First off, most airlines won’t even let you book your dog in as excess baggage, and force you to hire a third-party shipper to deal with your dog’s transportation, which means one more – very expensive – bit of admin to deal with when you’ve already got the horror of shipping all your earthly possessions, lining up a place to stay, and planning a way of making sure you don’t starve once you get to Cyprus to think about. To give you an idea, the cheapest quote we found from a third party was around £900.

Second, those airlines which do let you check a dog in as baggage tend to charge an obscene amount to do so: one well-known “budget” airline quoted more than £1,200 for our 20kg dog. That was 3 times more than the cost of both of our own tickets to Cyprus on the same airline.

So, when we checked on the Aegean website and their pricing guide said it would cost £120 to check in a dog+crate weighing over 25kg (if you’ve got a smaller dog, it’s only £60!), initially, the disparity seemed ridiculous and possibly a mistake. But a quick phone call (don’t be put off by the level of English spoken by most Aegean customer service employees, or the fact that they seem either unaware or dismissive of the possibility of transporting dogs) confirmed that, yes, that’s all it would cost. And – even better – all we had to do was show up at check-in as usual where we could pay the baggage fee.
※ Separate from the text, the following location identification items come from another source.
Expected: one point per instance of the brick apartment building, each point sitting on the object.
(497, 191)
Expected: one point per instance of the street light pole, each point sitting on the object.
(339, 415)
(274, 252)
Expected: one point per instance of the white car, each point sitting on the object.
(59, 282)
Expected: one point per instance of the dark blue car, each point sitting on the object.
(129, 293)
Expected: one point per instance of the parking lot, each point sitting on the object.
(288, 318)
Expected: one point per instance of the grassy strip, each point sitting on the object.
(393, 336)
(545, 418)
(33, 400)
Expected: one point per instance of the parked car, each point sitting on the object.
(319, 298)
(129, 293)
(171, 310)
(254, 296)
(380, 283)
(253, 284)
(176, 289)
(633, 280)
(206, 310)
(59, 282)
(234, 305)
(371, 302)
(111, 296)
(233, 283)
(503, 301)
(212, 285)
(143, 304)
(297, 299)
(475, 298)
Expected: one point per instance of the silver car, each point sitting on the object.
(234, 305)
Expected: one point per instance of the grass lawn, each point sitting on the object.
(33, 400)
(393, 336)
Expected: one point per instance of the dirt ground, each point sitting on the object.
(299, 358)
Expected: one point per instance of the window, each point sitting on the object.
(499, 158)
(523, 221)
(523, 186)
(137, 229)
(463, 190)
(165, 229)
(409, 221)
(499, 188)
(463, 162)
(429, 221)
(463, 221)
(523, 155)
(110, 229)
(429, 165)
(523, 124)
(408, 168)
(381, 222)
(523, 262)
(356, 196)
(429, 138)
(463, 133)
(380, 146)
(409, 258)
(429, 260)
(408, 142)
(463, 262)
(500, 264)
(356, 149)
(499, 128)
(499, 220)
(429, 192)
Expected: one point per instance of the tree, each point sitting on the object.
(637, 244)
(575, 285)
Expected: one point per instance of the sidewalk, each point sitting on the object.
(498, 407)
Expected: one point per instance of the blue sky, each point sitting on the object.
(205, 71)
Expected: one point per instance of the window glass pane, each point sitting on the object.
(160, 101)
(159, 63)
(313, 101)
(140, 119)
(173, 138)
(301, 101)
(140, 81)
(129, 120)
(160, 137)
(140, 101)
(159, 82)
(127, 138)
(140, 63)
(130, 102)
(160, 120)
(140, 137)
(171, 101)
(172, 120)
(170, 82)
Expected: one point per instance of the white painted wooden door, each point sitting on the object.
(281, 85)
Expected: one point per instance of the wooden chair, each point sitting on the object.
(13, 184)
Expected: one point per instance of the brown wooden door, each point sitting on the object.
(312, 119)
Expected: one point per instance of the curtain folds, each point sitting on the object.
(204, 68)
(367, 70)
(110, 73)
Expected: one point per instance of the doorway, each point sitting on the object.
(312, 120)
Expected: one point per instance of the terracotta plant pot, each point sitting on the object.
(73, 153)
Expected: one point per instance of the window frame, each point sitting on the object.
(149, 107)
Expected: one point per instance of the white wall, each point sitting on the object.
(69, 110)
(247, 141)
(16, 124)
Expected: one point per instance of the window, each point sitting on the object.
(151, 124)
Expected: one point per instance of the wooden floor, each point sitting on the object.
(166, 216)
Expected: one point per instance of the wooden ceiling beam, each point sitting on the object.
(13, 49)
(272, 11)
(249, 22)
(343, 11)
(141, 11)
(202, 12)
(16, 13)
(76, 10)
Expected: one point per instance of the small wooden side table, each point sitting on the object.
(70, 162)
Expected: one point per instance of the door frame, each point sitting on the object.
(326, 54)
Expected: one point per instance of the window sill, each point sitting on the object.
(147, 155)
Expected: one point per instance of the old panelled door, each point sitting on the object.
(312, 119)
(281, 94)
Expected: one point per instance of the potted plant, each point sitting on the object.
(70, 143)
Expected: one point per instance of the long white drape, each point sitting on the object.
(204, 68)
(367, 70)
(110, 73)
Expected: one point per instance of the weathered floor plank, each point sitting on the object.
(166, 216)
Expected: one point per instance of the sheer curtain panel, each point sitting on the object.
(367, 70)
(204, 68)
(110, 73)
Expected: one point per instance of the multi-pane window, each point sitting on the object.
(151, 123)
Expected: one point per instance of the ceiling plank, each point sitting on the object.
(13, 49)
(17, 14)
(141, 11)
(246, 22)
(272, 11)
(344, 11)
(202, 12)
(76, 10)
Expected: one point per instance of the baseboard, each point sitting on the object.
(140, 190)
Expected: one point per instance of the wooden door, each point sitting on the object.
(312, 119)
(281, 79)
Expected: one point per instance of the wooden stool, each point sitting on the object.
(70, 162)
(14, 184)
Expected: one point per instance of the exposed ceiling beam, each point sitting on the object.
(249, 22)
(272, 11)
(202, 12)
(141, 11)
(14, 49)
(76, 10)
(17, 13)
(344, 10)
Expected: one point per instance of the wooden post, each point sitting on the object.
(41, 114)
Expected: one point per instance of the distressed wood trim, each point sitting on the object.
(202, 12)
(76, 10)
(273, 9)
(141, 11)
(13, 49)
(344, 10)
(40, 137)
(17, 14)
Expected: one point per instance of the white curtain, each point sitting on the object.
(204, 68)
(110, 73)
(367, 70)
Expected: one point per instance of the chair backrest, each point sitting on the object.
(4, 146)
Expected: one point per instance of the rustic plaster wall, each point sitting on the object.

Aegean got 2 new flight bookings very shortly afterwards.

A word on the practicalities of it: you don’t actually pay at the check-in desk. You pay at the ticket desk, which is on the front wall of Heathrow terminal 2. And there’s no point getting to the airport super early – as we did to try and get ahead – because the ticket office opens only at specific times, so make sure that you ask what the times are, and that your arrival coincides with those. But if the ticket office will be open, then do get to the airport early, as trying to maneuver one of those luggage trolleys from behind a massive dog crate is pretty difficult, so beating the queues is a good idea.


----------



## SusiePlus2 (Nov 19, 2016)

That's really great information thank you. Ellie is a Lab x Springer so she will be in a large crate also, I hadn't even thought about getting it through a busy airport, thanks for the tip!


----------



## Geordiehandbag (Dec 20, 2015)

We moved with our Border Terrier at the end of August. We too used Monarch and TGA Logistics. All went very smoothly - they sent us the crate in time for us to have it around the house for her to get used to. We had to make sure we booked a taxi that was big enough to accommodate her crate and all our luggage and who were able to take us to the TGA office first - we had to drop her off 3 hours before the flight from Gatwick.
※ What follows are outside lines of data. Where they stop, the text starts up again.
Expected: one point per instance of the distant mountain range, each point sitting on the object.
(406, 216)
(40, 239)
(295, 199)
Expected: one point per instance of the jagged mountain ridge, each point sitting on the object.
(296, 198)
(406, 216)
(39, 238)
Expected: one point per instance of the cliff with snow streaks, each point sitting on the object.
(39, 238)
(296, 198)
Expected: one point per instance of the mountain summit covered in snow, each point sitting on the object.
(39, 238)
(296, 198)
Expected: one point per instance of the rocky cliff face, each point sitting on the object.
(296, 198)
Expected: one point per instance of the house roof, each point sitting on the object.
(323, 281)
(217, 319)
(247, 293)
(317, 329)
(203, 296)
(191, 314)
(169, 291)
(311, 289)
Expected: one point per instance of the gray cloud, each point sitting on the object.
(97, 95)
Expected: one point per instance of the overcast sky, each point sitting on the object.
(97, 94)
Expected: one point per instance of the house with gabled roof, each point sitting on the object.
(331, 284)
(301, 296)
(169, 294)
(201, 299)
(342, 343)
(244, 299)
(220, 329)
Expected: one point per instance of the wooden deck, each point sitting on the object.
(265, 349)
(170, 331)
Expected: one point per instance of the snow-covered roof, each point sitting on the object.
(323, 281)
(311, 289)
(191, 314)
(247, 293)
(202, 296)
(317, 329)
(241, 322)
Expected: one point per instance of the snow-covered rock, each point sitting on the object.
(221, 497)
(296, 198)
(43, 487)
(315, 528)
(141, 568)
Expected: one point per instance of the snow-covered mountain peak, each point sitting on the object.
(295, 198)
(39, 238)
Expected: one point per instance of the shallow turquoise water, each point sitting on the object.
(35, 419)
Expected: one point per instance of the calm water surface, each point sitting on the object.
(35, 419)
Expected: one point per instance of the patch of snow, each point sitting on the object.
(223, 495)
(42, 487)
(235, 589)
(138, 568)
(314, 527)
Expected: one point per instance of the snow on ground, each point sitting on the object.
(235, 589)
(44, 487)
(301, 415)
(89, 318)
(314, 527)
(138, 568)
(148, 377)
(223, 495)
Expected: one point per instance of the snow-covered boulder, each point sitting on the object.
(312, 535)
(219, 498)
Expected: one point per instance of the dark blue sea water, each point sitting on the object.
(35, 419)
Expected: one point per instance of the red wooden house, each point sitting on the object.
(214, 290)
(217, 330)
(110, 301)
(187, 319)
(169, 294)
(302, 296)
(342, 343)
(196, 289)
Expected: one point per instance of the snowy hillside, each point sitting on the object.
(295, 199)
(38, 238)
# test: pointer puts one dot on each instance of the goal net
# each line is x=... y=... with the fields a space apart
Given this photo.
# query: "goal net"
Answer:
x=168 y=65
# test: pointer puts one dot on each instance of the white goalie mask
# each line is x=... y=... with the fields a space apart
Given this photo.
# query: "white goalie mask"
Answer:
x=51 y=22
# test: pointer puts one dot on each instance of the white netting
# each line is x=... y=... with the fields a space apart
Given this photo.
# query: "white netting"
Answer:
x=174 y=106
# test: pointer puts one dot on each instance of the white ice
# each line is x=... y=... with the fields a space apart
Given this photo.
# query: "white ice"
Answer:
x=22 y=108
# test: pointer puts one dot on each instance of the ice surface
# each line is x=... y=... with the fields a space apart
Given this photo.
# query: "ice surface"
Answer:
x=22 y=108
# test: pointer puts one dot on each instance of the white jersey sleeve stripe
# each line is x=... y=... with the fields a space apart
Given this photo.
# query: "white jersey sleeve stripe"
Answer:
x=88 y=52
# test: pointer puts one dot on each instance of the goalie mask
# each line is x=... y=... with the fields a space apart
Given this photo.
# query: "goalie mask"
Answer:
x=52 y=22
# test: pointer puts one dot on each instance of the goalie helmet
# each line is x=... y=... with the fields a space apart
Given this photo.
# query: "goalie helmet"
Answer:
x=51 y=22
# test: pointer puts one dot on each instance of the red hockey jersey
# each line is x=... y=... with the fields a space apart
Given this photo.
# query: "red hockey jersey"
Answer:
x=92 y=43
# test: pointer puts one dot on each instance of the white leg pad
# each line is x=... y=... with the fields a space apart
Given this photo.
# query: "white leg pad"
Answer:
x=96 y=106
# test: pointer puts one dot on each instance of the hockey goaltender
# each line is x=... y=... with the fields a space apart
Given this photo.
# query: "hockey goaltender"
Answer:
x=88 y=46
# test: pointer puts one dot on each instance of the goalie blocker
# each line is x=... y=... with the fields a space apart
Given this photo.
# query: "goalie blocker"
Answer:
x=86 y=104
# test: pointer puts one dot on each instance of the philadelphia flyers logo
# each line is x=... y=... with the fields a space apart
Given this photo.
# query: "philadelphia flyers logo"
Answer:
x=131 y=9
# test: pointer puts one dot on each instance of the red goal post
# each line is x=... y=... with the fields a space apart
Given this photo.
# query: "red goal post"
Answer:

Be aware of the vaccinations you need to arrange before travel - the rabies one was straight forward but the worm and flea treatment has to be done 24-48 hours before travel - unfortunately for us this fell on a bank holiday Monday which added to the expense.

Once we got to Larnaca I could see my crate but wasn't allowed to collect her until all the paperwork had gone through - this took nearly an hour so I found it very stressful and there were tears!
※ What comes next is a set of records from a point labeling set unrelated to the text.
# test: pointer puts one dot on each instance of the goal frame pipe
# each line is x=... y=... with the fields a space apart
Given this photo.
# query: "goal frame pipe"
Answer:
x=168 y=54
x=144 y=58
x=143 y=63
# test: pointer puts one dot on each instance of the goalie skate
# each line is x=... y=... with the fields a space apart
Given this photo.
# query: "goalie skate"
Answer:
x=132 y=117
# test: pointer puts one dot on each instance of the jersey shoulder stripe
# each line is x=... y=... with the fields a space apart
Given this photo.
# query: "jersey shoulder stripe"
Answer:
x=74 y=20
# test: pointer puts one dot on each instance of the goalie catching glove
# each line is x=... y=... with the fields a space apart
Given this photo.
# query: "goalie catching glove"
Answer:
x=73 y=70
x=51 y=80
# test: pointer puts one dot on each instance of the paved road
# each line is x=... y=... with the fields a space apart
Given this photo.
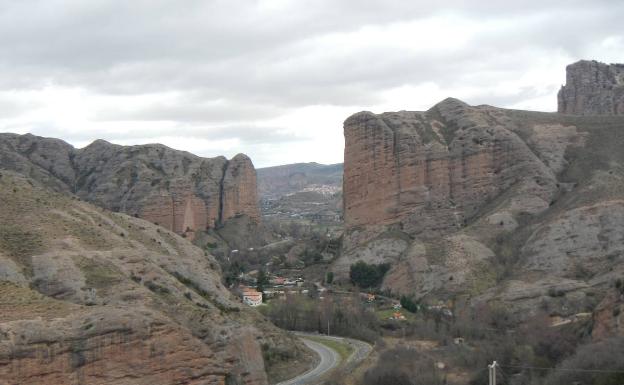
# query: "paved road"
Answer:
x=329 y=359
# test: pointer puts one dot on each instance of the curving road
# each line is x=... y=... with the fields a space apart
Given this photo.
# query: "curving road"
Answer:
x=329 y=359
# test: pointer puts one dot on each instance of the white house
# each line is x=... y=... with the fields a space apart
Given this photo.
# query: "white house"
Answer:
x=252 y=297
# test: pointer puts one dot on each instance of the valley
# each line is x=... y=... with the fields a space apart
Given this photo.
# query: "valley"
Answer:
x=448 y=239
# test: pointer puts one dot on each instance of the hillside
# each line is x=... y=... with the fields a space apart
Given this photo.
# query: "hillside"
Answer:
x=91 y=296
x=302 y=191
x=175 y=189
x=487 y=204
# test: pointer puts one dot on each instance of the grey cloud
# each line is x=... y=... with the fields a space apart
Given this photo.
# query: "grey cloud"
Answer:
x=266 y=59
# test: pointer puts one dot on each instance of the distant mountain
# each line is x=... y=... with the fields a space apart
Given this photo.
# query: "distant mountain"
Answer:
x=307 y=191
x=175 y=189
x=275 y=182
x=107 y=298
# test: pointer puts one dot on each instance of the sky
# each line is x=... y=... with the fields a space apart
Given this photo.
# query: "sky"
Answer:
x=275 y=79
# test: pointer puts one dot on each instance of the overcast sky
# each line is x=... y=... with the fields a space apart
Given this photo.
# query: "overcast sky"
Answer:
x=275 y=79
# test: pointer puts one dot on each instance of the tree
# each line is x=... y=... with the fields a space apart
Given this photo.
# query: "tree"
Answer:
x=367 y=275
x=262 y=280
x=408 y=304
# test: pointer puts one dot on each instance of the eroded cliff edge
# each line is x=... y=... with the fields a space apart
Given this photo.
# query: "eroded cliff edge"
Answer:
x=592 y=88
x=89 y=296
x=484 y=203
x=175 y=189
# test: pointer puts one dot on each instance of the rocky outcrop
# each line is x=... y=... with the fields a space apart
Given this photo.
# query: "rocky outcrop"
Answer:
x=90 y=296
x=175 y=189
x=431 y=172
x=593 y=88
x=239 y=189
x=490 y=204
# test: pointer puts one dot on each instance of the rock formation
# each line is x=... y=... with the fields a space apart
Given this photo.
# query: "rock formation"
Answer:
x=175 y=189
x=593 y=88
x=88 y=296
x=487 y=204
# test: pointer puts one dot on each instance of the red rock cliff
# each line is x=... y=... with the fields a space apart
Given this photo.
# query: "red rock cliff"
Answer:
x=430 y=171
x=175 y=189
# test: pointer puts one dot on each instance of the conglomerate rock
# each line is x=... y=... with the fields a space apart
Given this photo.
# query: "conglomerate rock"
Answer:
x=486 y=204
x=175 y=189
x=593 y=88
x=88 y=296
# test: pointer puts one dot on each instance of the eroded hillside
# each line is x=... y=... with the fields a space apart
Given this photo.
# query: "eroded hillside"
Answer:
x=487 y=203
x=175 y=189
x=90 y=296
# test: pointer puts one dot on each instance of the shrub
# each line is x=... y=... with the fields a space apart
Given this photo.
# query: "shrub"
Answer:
x=408 y=304
x=367 y=275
Its true that you don't have the same freedom here as you do in the UK. You have to be careful when out walking and you can't take them on public transport and to pubs etc but she's settled in well and is enjoying the new smells and neighbourhood dog chorus!


----------



## SandT (Dec 1, 2016)

Geordiehandbag said:


> We moved with our Border Terrier at the end of August. We too used Monarch and TGA Logistics. All went very smoothly - they sent us the crate in time for us to have it around the house for her to get used to. We had to make sure we booked a taxi that was big enough to accommodate her crate and all our luggage and who were able to take us to the TGA office first - we had to drop her off 3 hours before the flight from Gatwick.
> 
> Be aware of the vaccinations you need to arrange before travel - the rabies one was straight forward but the worm and flea treatment has to be done 24-48 hours before travel - unfortunately for us this fell on a bank holiday Monday which added to the expense.
> 
> ...


Our dog ( old springer spaniel) is arriving at Larnaca airport on the 20th March via Emirates.
We will already be in Cyprus and will be at the airport to collect him.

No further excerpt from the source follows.